In other news and notes …
- Today from Tony Jackson: Dodger hitting coach Jeff Pentland talks about James Loney.
… it is precisely that — not getting the ball to leave the yard, but getting Loney’s bat into the relatively small hitting zone more quickly — that Loney and Dodgers hitting coach Jeff Pentland have been working on not only since the start of spring training, but basically since the end of last season. Loney flew to Phoenix from his home in Houston twice this winter for extra work with Pentland at the team’s Camelback Ranch facility.
“In order to hit the ball in that certain area, it’s really difficult,” Pentland said. “James probably isn’t as consistent as he needs to be at getting his bat to that spot. What he needs to do is put the bat head in a better position so we can add some sharpness to the ball. I never tell guys to swing for the fence. I want guys to hit the ball hard consistently. If they do that, there are going to be times where they catch it just right and it’s going to go out of the ballpark.”

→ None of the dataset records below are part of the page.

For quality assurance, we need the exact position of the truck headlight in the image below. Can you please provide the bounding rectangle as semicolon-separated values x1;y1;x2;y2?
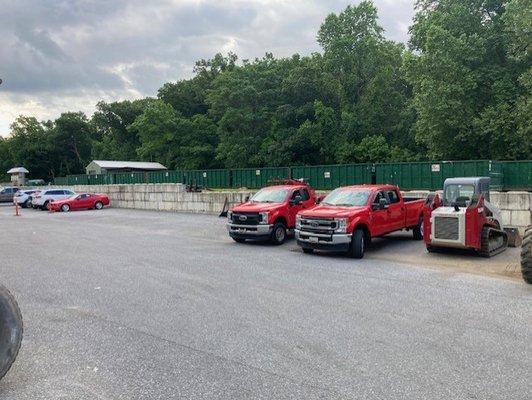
259;213;269;225
334;218;347;233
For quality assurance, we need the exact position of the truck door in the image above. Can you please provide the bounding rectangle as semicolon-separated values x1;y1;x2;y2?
370;191;388;236
386;189;406;232
288;189;310;228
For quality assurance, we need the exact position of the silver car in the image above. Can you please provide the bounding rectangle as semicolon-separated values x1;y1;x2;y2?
0;186;20;203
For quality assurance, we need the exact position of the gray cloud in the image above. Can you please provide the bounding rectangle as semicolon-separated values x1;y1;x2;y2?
0;0;413;135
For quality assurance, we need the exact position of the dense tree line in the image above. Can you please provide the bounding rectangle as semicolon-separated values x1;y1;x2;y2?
0;0;532;179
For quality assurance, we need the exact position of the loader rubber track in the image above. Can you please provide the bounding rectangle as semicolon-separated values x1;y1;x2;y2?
0;285;23;379
479;226;508;258
521;226;532;285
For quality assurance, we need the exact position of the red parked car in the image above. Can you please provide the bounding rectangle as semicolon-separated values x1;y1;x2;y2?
296;185;425;258
227;180;316;244
48;193;109;212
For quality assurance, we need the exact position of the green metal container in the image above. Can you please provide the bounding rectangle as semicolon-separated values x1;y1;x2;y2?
375;160;502;190
500;160;532;191
54;176;68;186
231;167;290;189
183;169;231;188
67;175;89;186
148;171;183;183
114;172;147;185
292;164;372;190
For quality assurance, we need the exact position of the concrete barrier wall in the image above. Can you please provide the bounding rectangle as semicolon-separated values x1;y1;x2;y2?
57;183;532;230
63;183;252;214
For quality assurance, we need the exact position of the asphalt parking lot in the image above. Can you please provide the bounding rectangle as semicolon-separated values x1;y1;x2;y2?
0;206;532;400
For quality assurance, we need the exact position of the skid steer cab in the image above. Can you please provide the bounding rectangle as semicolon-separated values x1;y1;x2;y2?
423;177;508;257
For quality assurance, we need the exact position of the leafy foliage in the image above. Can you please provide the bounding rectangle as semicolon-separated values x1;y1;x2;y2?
0;0;532;178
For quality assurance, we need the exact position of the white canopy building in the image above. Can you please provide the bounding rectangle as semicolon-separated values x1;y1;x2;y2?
85;160;168;175
7;167;29;186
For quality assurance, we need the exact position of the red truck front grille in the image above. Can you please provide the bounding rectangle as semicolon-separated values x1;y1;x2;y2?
301;218;336;234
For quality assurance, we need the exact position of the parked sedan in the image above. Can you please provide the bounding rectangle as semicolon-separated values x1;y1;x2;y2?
48;193;109;212
13;189;40;208
0;187;20;203
33;189;76;210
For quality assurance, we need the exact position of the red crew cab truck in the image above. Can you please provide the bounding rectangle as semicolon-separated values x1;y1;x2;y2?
295;185;425;258
227;180;316;244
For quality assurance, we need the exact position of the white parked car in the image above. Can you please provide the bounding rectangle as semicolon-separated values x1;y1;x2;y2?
33;189;76;210
13;189;40;208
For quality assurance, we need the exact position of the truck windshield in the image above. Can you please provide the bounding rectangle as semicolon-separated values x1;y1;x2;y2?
321;189;370;207
443;184;475;207
250;188;288;203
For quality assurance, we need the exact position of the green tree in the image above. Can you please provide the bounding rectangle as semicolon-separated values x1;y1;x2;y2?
406;0;530;159
91;98;154;161
50;112;94;176
128;101;217;169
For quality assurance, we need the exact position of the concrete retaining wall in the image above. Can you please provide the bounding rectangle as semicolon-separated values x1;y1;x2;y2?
60;183;532;230
63;183;251;214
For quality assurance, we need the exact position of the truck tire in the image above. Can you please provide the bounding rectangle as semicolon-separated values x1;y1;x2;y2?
412;217;423;240
271;222;286;245
349;229;366;258
521;226;532;285
0;285;23;379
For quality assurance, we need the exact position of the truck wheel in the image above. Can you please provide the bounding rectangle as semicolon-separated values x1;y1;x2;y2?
412;217;423;240
349;229;366;258
271;222;286;245
0;286;23;379
521;226;532;285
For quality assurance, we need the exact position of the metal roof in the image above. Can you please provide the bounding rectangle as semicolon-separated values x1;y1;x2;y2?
444;176;491;185
7;167;30;174
89;160;167;170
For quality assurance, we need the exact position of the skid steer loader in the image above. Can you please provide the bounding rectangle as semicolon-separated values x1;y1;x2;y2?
423;177;515;257
0;285;23;379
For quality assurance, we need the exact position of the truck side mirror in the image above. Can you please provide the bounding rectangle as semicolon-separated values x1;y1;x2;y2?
290;196;303;206
379;199;388;210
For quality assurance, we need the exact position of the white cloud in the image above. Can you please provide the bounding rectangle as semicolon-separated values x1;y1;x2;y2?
0;0;413;135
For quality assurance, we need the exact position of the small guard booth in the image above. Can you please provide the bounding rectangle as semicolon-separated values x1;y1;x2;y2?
7;167;29;186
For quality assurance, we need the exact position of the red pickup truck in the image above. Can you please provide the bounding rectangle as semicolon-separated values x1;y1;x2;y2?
227;180;316;244
295;185;425;258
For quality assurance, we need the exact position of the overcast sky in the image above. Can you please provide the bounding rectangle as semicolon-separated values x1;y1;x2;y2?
0;0;414;136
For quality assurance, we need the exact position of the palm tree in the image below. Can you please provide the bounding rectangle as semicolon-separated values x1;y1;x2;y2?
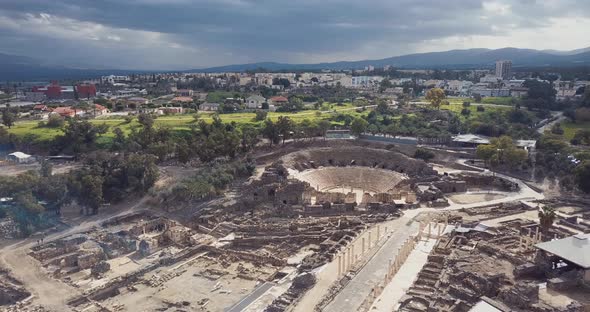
539;206;557;232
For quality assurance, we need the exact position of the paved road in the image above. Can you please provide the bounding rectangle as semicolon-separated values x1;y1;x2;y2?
296;160;544;311
225;283;274;312
324;217;418;312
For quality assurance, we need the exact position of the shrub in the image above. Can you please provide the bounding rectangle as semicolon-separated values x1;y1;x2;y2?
551;123;564;135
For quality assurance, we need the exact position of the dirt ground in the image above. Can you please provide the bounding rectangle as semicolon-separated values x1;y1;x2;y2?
101;258;272;311
0;162;81;176
447;193;506;204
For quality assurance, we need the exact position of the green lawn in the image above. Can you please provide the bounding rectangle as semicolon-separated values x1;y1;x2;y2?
8;103;369;141
561;121;590;141
418;96;520;106
481;96;520;106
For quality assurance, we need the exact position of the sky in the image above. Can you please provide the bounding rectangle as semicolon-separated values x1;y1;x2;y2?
0;0;590;70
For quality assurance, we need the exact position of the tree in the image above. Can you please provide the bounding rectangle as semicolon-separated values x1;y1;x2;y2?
551;122;564;135
539;206;557;233
318;120;332;140
475;144;496;166
476;136;528;168
350;117;369;136
81;174;104;214
523;79;557;102
277;116;293;144
262;119;281;146
473;93;481;103
241;124;258;152
574;160;590;193
379;79;393;93
39;160;53;178
426;88;445;109
375;99;389;115
254;111;268;121
2;108;16;129
45;114;65;128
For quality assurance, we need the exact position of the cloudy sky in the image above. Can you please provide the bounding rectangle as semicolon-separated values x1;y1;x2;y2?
0;0;590;69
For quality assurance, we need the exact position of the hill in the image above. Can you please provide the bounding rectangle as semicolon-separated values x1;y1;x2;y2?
0;48;590;81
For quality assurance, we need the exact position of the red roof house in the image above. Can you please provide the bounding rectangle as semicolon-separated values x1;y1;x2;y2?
270;96;289;104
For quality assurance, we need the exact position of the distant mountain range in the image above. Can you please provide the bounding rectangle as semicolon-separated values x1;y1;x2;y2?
0;47;590;81
194;48;590;72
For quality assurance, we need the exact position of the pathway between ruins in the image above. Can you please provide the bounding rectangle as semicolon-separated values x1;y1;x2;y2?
324;217;418;312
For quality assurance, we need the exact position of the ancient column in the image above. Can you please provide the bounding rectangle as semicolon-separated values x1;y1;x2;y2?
361;237;365;255
348;247;352;270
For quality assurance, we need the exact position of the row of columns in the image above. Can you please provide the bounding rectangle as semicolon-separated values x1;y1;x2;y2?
361;236;420;310
336;225;389;277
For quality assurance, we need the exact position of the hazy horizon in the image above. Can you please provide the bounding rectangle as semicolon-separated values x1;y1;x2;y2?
0;0;590;70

- Here’s Baseball America’s 2011 Top 100 Prospects list. Dodgers: Dee Gordon (26), Zach Lee (89), Rubby De La Rosa (90). In a related story, J.J. Cooper writes about how spectacular the 2011 Royals class of minor leaguers is, putting it atop a top 10 that also includes the 1991 and 2006 Dodgers.
- Today’s edition of David Pinto’s 2006-10 PMR defensive ratings at Baseball Musings hones in on center field. The Dodgers have performed poorly there over the past five years. On an individual basis, Juan Pierre and Matt Kemp are neck-and-neck.
- According to Jesse Wolfersberger of Fangraphs, no starting pitcher in baseball allowed fewer homers than expected in 2010 than Chad Billingsley.
- Hank Aaron appears on tonight’s “Late Show with David Letterman.” Here’s a clip.
- At today’s Hollywood Radio and Television Society panel, writes my Variety colleague Stuart Levine, Showtime president David Nevins said that “it’s not a God-given right” for viewers to be able to watch sports for free and called the transition of high-profile events to cable a “very natural and obvious evolution.”
- Lead (or lede, if you’re on the inside) of the day goes to my former Stanford Daily colleague Eric Young, writing for the San Francisco Business Times:
The Warren Commission took 300 days to turn in its probe of the Kennedy shooting.It took the 9/11 Commission 603 days to publish a report after the Twin Towers attack.
It has been 695 days — and counting — since baseball commissioner Bud Selig appointed a three-person group to study whether the Oakland A’s can relocate in the East Bay. …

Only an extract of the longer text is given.